The Wall Street Journals Joe Morgenstern disliked what he saw as the film's misanthropy, saying that "their caricatures range from dislikable through despicable, with not a smidgeon of humanity to redeem them." David Denby of The New Yorker enjoyed the film's look and feel, but found fault with the script and characterization: "A Serious Man, like Burn After Reading, is in their bleak, black, belittling mode, and it's hell to sit through ... As a piece of movie-making craft, A Serious Man is fascinating; in every other way, it's intolerable." Zemmelman wrote that this kind of viewer response results from the film's lack of narrative resolution: "The film is perplexing and the dialogue reminds the viewer repeatedly that we are in an encounter with the ever-conflictual and the infinitely mysterious."

Todd McCarthy said, "A Serious Man is the kind of picture you get to make after you've won an Oscar." Ebert quoted McCarthy in his review: "'This is the kind of picture you get to make after you've won an Oscar,' writes Todd McCarthy in Variety. I cannot improve on that."

Awarding the film five stars in The Guardian, Peter Bradshaw wrote, "this strange and wonderful film is rounded off with a gloriously well-crafted apocalyptic vision and a chilling intimation of divine retribution for earthly wrongdoing. The Coens have finished the noughties as America's preeminent filmmakers".

A Serious Man was later voted the 82nd-greatest film since 2000 in a BBC international critics' poll. In 2021, members of Writers Guild of America West (WGAW) and Writers Guild of America, East (WGAE) ranked its screenplay 42nd in WGA's 101 Greatest Screenplays of the 21st Century (So Far). In 2025, the film ranked 36th on The New York Timess list of "The 100 Best Movies of the 21st Century".

=== Accolades ===
A Serious Man received numerous awards and nominations, particularly for its screenplay, acting, and cinematography. Joel and Ethan Coen were awarded Best Original Screenplay at the 2009 National Board of Review Awards and the 2010 National Society of Film Critics Awards. The screenplay was also nominated for Best Original Screenplay at the 2010 Academy Awards, and received nominations from the Writers Guild of America Awards, the BAFTA Awards, the 15th Annual Critics' Choice Awards, and the 2009 Boston Society of Film Critics Awards.

The film was nominated for Best Picture at the 82nd Academy Awards; the BBC News called it "one of the less talked about nominees". It was also nominated for Best Picture by the Critics' Choice Awards, the Boston Society of Film Critics, and the Chicago Film Critics Association. The National Board of Review, the American Film Institute, the Satellite Awards, and the Southeastern Film Critics Association Awards all listed the film as one of the ten best of 2009.

Stuhlbarg was awarded the Chaplin Virtuoso Award at the Santa Barbara International Film Festival and was nominated for Best Actor at the 2010 Golden Globe Awards.
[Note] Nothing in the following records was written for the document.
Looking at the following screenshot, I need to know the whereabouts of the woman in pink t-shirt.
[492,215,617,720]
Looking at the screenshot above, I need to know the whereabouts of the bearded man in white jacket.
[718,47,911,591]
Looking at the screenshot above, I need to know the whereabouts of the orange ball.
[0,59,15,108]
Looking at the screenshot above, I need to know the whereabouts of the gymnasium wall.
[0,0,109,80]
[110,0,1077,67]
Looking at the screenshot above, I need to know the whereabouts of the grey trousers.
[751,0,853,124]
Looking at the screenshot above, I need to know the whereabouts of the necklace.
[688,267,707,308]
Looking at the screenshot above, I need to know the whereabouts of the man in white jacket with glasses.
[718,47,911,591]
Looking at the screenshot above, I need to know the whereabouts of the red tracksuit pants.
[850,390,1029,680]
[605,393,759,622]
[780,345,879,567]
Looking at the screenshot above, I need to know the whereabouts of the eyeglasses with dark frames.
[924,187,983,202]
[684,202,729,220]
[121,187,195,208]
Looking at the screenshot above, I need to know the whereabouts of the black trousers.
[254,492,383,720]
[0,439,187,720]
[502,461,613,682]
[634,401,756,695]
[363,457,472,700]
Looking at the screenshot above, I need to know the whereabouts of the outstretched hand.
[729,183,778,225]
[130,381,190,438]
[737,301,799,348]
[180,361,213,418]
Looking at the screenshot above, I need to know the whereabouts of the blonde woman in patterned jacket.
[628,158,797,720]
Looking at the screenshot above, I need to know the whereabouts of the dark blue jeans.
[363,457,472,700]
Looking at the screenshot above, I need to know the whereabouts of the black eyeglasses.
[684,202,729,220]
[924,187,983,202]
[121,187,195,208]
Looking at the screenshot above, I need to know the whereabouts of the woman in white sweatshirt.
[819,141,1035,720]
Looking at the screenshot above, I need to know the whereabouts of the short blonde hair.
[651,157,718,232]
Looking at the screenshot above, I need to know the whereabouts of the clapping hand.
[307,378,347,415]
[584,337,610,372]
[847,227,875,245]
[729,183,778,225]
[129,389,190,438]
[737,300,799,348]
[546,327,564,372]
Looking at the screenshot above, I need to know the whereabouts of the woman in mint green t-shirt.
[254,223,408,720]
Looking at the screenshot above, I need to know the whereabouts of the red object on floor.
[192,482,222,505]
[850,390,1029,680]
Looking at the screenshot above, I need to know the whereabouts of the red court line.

Stuhlbarg, Kind, Melamed and Lennick were nominated for a Gotham Award for Best Performance by an Ensemble Cast. At the 2010 Independent Spirit Awards, Roger Deakins won the award for Best Cinematography, and the film's directors, ensemble cast, and casting directors were awarded with the Robert Altman Award.

Deakins also received awards at both the 2009 Hollywood Awards and the 2009 San Francisco Film Critics Circle Awards, along with the Nikola Tesla Award at the Satellite Awards.